# Bolt Kits?



## murbike (Jan 22, 2004)

I seem to remember someone selling ti bolt kits in the past, but can't seem to find them.
Does anyone know of a source for bolt kits? At this point, I have the lightest bike I've ever owned (not super light - I'm a bit tubby), and I'm looking for ways to economically reduce the weight further without mortgaging the house.

On my list:

Carbon seatpost
Ti Bolt kit
Lighter Seat (Ti/Carbon rails)
Lighter crankset (future)

Any input is appreciated, thanks.

As for the bolt kits, if they exist - are they fairly universal across bike brands?
I'm sure my LBS could help, but they're closed now, and are 25 miles away.


----------



## laffeaux (Dec 12, 2001)

I've bought bolts though SRP in the past: http://www.srp-usa.com/ There are also many bolts available on eBay - Toronto Cycles sells a lot.

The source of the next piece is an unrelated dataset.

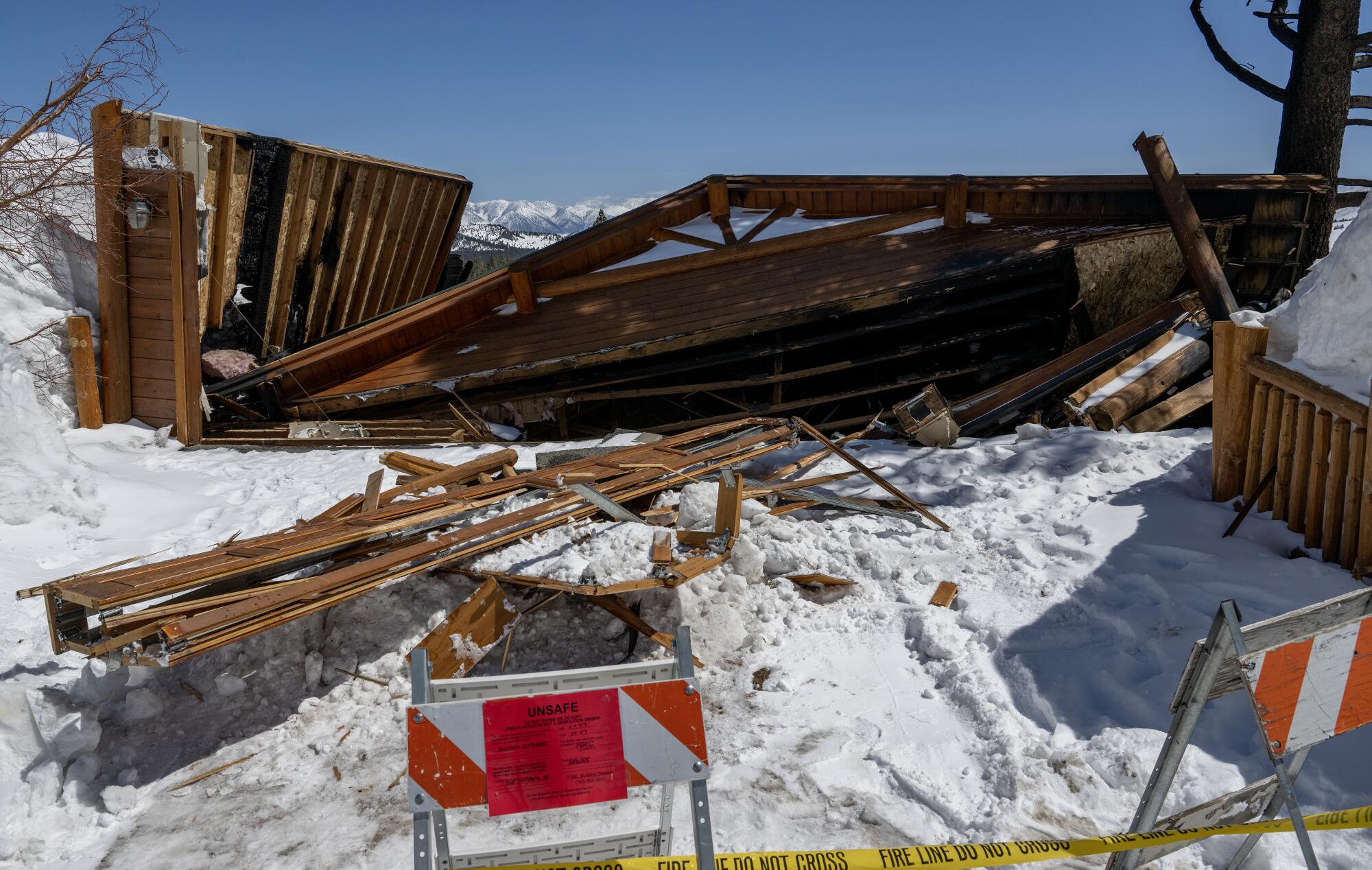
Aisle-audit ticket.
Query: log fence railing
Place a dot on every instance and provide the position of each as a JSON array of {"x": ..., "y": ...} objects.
[{"x": 1268, "y": 416}]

That said, Ti bolts are not a very economical way to loose weight. They're expensive for what you get. Replacing non-critical bolts with aluminum (much lighter than Ti) is not too expensive though. It's okay to use aluminum for your derialler bolts, cranks arm bolts(on square taper cranks), chain ring bolts, water bottle cage bolts, etc. Aluminum bolts are easy to snap the head off us, so don't use them where a broken bolt is a bad idea (like on your stem).

Also, if you're looking for economical, look at the Thomson Masterpiece post. It's lighter than most carbon posts, and cheaper too.


----------



## hclignett (Dec 18, 2006)

TISO sells some kits that are nice. Check www.weightweenies.starbike.com , they have a lot of info for bolt kits.


----------